BRIEF DESCRIPTION OF THE FIGURES
The present invention is illustrated by way of example and not limitation in the accompanying figures.
FIG. 1 illustrates a system and a processor including logic for prefetching based on register tracking according to an embodiment of the present invention.
FIG. 2 illustrates an architected register tracker according to an embodiment of the present invention.
FIG. 3 illustrates a p-cache according to an embodiment of the present invention.
FIG. 4 illustrates a p-engine according to an embodiment of the present invention.
FIG. 5 illustrates a method of prefetching based on register tracking according to an embodiment of the present invention.
FIG. 6 illustrates a method of prefetching chaining based on register tracking according to an embodiment of the present invention.
The following description describes embodiments of techniques for prefetching based on register tracking. In the following description, numerous specific details such as processor and system configurations are set forth in order to provide a more thorough understanding of the present invention. It will be appreciated, however, by one skilled in the art that the invention may be practiced without such specific details. Additionally, some well known structures, circuits, and the like have not been shown in detail, to avoid unnecessarily obscuring the present invention.
Embodiments of the present invention provide techniques for prefetching data, where data may be any type of information, including instructions, represented in any form recognizable to the data processing apparatus in which the techniques are used. The data may be prefetched from any level in a memory hierarchy to any other level, for example, from a main system memory to a level one (“L1”) cache, and may be used in data processing apparatuses with any other levels of memory hierarchy, between, above, or below the levels from and to which the prefetching is performed. For example, in a data processing system with a main memory, a level two (“L2”) cache, and an L1 cache, the prefetching techniques may be used to prefetch data to the L1 cache from either the L2 cache or main memory, depending on where the data may be found at the time of the prefetch, and may by used in conjunction with any other hardware or software based techniques for prefetching to either the L1 or the L2 cache, or both.
FIG. 1 illustrates an embodiment of a processor 100 including logic for prefetching based on register tracking. Processor 100 may be any of a variety of different types of processors, such as a processor in the Pentium® Processor Family, the Itanium® Processor Family, or other processor family from Intel Corporation, or any other general purpose or other processor from another company. Although FIG. 1 illustrates the invention embodied in a processor, the invention may alternatively be embodied in any other type of data processing component or apparatus. In the embodiment of FIG. 1, processor 100 includes instruction pointer (“IP”) 101, instruction cache 102, instruction decode unit 104, architected register file 106, instruction execution unit 108, stride prefetcher 110, architected register tracker (“ART”) 112, p-cache 114, p-engine 116, L1 request queue 118, and L1 cache 120. Other embodiments may differ, for example, another embodiment may include more than one instruction execution unit or p-engine.

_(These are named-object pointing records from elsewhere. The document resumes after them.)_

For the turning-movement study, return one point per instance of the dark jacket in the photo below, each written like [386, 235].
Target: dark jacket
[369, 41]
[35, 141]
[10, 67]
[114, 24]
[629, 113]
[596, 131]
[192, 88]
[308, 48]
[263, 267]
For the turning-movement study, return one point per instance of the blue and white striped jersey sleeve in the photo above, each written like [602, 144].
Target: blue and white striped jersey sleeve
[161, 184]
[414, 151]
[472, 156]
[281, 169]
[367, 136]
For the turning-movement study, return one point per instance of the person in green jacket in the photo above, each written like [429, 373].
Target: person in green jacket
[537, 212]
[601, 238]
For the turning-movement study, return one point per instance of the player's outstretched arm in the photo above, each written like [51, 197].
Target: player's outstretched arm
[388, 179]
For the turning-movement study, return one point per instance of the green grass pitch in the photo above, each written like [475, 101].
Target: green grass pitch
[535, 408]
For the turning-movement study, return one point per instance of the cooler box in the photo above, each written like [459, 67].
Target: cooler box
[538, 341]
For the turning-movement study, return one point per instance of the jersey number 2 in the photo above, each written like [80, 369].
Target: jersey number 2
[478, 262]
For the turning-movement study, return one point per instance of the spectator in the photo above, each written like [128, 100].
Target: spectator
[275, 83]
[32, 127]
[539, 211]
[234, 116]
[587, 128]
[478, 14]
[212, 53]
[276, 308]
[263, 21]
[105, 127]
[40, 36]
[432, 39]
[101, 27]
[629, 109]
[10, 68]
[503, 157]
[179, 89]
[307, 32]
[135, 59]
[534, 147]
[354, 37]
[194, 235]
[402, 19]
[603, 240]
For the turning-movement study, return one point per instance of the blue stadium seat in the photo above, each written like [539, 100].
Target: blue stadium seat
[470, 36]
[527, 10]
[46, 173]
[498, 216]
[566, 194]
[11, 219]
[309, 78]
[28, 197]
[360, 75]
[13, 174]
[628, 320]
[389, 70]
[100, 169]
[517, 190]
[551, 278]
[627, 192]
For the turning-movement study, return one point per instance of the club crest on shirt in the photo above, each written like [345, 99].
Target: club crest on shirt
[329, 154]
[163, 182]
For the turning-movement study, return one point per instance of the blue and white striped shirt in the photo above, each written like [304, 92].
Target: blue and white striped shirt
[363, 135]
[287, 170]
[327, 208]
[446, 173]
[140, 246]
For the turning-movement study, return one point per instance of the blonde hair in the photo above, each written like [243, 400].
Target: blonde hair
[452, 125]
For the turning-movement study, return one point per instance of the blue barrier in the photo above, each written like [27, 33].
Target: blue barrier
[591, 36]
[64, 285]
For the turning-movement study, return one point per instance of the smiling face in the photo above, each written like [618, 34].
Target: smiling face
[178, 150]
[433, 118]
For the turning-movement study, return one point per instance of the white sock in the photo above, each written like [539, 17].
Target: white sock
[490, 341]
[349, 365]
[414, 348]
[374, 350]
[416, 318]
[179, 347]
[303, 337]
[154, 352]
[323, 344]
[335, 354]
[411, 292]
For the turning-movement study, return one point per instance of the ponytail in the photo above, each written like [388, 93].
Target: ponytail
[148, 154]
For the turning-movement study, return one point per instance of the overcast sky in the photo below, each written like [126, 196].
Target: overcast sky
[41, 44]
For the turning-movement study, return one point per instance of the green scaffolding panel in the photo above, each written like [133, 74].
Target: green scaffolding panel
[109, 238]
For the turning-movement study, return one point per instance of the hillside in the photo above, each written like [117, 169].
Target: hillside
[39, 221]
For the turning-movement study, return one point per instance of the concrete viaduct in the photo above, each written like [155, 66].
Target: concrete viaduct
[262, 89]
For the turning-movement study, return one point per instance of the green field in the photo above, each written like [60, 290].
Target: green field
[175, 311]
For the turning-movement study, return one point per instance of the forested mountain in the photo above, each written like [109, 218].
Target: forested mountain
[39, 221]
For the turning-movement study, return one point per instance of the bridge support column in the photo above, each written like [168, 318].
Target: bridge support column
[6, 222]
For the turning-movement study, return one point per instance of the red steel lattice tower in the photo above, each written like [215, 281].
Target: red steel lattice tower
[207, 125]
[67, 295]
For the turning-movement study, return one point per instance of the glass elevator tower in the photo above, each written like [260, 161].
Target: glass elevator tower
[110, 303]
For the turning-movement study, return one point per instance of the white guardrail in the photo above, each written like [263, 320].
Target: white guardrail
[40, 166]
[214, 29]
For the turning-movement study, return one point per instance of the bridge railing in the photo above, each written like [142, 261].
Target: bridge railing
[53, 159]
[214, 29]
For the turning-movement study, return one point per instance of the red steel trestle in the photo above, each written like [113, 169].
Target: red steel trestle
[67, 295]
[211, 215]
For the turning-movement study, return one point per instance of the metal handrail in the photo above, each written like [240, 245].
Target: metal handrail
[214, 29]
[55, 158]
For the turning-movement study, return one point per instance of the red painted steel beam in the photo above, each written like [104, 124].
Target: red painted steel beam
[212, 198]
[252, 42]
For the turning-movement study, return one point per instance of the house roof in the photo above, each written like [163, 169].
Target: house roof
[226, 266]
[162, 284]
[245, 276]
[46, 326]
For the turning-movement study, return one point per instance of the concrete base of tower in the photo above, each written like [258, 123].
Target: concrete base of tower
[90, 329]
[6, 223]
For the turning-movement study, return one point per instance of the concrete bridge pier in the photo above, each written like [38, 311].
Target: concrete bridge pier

Processor 100 is shown in FIG. 1 in system 150, an embodiment of a system including register tracking for speculative prefetching. In addition to processor 100, system 150 includes L2 request queue 122, L2 cache 124, and system memory 126. System memory 126 may be any type of memory, such as semiconductor-based static or dynamic random access memory, semiconductor-based flash or read only memory, or magnetic or optical disk memory. Processor 100, L2 request queue 122, L2 cache 124, and system memory 126 may be coupled to each other in any arrangement, with any combination of buses or direct or point-to-point connections, through any other components, or may be integrated in any combination into one or more separate components. System 150 may include any number of buses, such as a peripheral bus, or components, such as input/output devices, not shown in FIG. 1.
In processor 100, program flow is determined by instruction pointer 101. For example, instruction pointer 101 may be incremented to process instructions sequentially. Program flow may be redirected by executing a branch instruction to change instruction pointer 101. References to instructions or operations in this description may be to any instructions, micro-instructions, pseudo-instructions, operations, micro-operations, pseudo-operations, or information in any other form directly or indirectly executable or interpretable by processor 100, or any subset of such instructions or information.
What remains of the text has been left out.